7. A Phased, National Strategy with Yard-Specific Focus
Rather than concentrate modernization in a single shipyard, the federal government must adopt a coordinated, phased strategy that assigns core areas of innovation to each of the three major yards. A pilot yard should be selected to validate new tools, training models, and process standards before they are expanded nationally—reducing risk and ensuring practical feasibility.

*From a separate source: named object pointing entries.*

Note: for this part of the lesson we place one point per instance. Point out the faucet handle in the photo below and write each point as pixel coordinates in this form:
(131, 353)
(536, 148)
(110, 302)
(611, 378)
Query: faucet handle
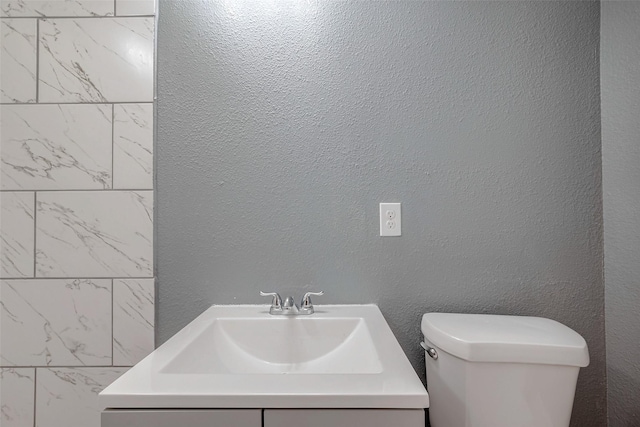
(276, 302)
(306, 301)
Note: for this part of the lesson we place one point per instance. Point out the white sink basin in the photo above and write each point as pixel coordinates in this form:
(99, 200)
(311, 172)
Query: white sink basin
(342, 356)
(279, 344)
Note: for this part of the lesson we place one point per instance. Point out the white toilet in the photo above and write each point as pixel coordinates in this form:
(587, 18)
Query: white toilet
(500, 371)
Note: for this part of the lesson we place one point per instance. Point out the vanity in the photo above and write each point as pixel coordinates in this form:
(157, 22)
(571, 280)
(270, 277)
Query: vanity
(246, 366)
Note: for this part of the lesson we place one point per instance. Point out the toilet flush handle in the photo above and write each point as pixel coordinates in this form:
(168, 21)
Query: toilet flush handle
(430, 351)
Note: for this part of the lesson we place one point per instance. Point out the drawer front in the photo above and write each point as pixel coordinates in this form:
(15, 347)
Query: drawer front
(344, 417)
(182, 418)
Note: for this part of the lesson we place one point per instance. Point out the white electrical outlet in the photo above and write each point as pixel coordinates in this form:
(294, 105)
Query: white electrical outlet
(390, 219)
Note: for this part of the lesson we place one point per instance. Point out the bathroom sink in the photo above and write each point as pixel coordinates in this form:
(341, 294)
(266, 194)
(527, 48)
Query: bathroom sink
(278, 345)
(342, 356)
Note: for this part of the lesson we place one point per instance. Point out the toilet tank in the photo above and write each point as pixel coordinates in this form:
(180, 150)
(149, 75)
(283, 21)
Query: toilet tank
(500, 371)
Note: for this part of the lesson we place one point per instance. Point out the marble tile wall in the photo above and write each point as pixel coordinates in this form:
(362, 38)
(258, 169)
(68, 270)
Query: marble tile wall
(76, 204)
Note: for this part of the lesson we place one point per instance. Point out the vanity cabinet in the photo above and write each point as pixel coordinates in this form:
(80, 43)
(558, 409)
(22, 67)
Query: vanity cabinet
(263, 418)
(344, 417)
(182, 418)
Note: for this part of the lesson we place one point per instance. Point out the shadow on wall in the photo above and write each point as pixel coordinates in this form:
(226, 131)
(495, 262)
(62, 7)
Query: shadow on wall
(620, 385)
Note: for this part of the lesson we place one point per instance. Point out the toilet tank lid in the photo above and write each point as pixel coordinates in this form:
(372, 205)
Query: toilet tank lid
(508, 339)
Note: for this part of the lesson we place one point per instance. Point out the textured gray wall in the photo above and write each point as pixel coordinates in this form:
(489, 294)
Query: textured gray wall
(620, 83)
(282, 125)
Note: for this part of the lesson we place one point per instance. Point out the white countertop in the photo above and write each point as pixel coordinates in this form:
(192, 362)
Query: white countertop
(151, 384)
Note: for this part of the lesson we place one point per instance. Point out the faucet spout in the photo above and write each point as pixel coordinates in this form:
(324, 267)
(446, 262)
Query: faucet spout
(289, 306)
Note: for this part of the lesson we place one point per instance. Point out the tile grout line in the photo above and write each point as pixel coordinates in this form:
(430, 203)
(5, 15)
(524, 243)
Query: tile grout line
(65, 366)
(35, 394)
(112, 309)
(77, 103)
(37, 60)
(77, 278)
(86, 190)
(77, 17)
(113, 127)
(35, 230)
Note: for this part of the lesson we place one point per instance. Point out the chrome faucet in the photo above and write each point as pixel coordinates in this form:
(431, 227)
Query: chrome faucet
(289, 307)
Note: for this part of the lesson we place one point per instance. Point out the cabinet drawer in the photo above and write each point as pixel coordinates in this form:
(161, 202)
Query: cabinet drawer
(182, 418)
(344, 417)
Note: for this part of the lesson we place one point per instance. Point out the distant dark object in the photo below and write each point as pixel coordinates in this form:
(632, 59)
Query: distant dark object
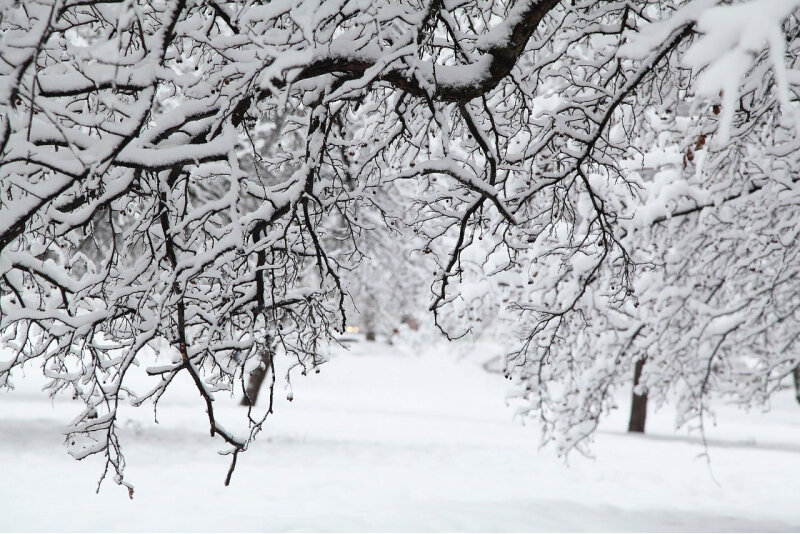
(638, 402)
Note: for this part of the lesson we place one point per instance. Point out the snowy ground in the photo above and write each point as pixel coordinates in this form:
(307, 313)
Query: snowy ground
(384, 439)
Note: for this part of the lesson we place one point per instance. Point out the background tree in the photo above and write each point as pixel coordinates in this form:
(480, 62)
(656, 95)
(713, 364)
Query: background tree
(510, 136)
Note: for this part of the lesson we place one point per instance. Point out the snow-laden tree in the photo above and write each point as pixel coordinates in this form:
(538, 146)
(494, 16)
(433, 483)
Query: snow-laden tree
(197, 179)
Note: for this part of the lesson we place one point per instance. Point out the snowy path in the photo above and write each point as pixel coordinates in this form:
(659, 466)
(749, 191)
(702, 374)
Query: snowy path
(386, 441)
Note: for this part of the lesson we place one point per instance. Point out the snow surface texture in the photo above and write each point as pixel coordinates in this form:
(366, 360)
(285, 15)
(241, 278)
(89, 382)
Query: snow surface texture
(386, 439)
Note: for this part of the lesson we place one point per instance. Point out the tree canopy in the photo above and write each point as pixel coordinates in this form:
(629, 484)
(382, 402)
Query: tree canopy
(608, 181)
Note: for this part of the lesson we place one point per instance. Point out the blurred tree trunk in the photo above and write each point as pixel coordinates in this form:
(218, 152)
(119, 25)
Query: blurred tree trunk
(256, 379)
(638, 402)
(796, 374)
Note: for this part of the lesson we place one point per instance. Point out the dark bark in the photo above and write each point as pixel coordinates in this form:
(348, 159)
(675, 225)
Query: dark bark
(638, 402)
(256, 379)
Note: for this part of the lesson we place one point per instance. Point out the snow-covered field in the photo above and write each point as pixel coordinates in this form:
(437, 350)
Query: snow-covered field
(391, 439)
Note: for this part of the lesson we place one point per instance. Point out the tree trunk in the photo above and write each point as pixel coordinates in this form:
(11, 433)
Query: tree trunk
(638, 402)
(257, 377)
(796, 374)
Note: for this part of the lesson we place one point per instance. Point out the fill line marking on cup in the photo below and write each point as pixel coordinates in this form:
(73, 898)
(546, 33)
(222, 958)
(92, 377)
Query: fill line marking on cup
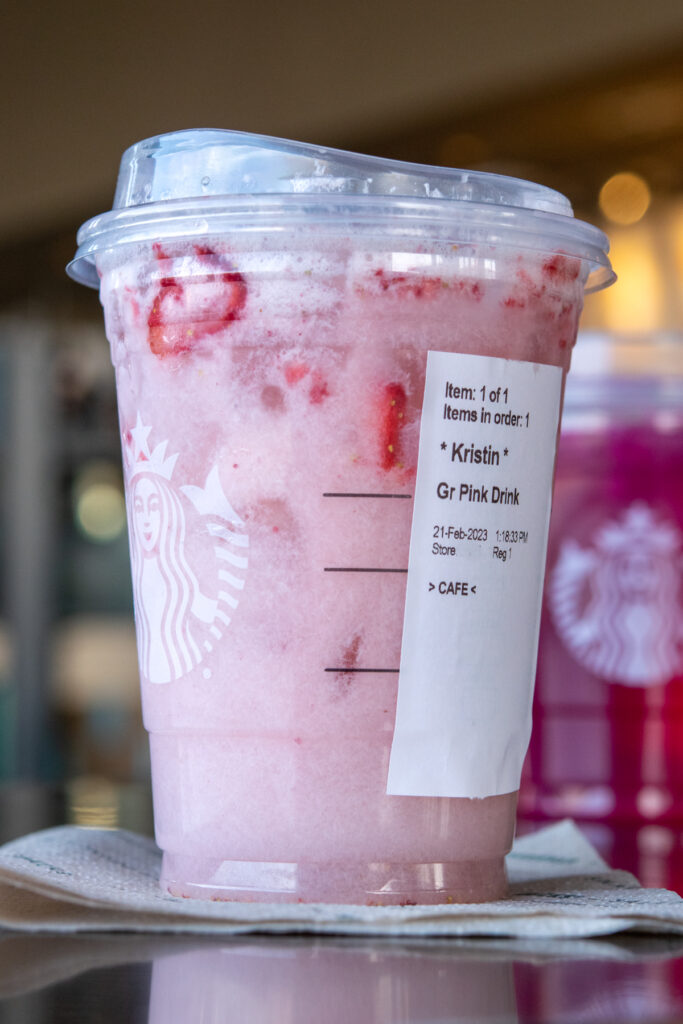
(353, 494)
(358, 568)
(395, 671)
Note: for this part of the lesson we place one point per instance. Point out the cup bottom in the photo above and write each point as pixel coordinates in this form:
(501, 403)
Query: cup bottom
(381, 884)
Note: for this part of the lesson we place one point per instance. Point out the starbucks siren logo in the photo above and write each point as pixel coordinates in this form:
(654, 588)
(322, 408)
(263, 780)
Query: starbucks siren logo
(176, 623)
(617, 603)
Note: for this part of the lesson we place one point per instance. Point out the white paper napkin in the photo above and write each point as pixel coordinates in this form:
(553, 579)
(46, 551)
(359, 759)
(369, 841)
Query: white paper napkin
(72, 879)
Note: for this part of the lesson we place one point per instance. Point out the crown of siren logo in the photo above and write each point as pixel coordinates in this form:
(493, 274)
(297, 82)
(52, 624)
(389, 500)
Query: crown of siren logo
(177, 623)
(617, 603)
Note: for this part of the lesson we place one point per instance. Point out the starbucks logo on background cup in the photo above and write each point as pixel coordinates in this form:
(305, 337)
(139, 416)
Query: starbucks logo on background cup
(616, 603)
(177, 623)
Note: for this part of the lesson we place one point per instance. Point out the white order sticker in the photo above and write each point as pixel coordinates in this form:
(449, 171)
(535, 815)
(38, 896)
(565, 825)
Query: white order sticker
(478, 540)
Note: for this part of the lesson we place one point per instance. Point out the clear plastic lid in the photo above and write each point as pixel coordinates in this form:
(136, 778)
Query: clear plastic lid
(209, 181)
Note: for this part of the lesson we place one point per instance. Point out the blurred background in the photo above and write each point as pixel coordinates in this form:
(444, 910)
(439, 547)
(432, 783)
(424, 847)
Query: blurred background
(585, 97)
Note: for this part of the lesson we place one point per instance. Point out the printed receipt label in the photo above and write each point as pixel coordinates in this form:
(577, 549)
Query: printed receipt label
(474, 587)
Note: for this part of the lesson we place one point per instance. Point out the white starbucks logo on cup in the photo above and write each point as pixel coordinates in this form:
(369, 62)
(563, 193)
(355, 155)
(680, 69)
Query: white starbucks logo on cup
(617, 604)
(177, 624)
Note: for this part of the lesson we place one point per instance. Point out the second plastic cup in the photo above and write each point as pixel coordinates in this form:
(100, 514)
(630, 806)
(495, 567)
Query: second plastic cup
(339, 381)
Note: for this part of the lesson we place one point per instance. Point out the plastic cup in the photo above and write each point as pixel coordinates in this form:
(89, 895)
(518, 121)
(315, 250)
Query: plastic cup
(270, 307)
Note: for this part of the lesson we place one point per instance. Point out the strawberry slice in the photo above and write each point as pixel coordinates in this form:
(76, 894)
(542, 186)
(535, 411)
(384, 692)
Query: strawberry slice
(317, 389)
(183, 312)
(391, 420)
(418, 286)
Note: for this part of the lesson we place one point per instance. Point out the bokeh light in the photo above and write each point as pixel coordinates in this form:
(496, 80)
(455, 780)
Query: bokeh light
(99, 509)
(625, 198)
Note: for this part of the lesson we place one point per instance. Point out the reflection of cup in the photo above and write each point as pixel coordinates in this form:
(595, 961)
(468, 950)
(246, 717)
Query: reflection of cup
(270, 307)
(300, 980)
(608, 717)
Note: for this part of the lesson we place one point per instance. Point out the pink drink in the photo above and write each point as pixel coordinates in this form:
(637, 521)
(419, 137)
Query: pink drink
(269, 388)
(608, 716)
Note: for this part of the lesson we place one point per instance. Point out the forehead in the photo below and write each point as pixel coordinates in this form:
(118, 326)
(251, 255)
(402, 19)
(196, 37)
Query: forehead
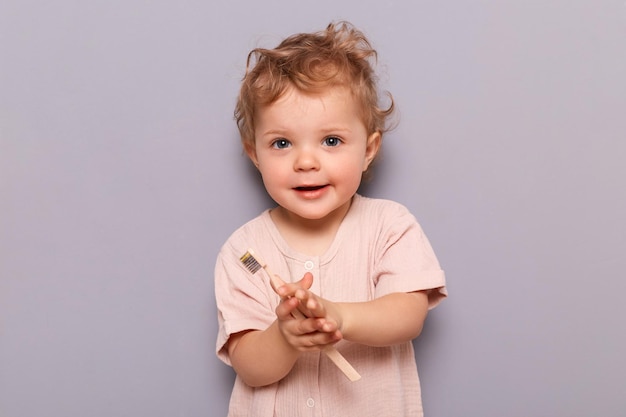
(332, 102)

- One yard may focus on advanced digital planning, block outfitting, and AR integration
- Another may lead robotics, supply chain digitization, and laser scanning
- A third may specialize in AI knowledge systems, automated logistics, and install tracking
This pilot-first approach reduces redundancy, accelerates learning, and ensures innovation is rolled out methodically. Once methods are validated and streamlined, they must be transferred horizontally to the other two yards, ensuring all three evolve together and eliminate redundant trial-and-error.
A national plan must:
- Assign innovation domains across shipyards
- Create public, shared benchmarks and KPIs
- Document and test successful methods
- Roll out proven practices with full implementation support
This isn’t just efficient—it’s nation-building. But transformation on this scale doesn’t succeed by accident. It requires intentional rollout, clear change management models, and government support to fund and monitor for long-term value. We’ve done the hard part—stood up the yards, built real ships, and shown we can deliver. Now, we must commit to structure, discipline, and shared execution models. That’s how we control budgets, deliver efficiently, and build a sovereign shipbuilding capability that lasts.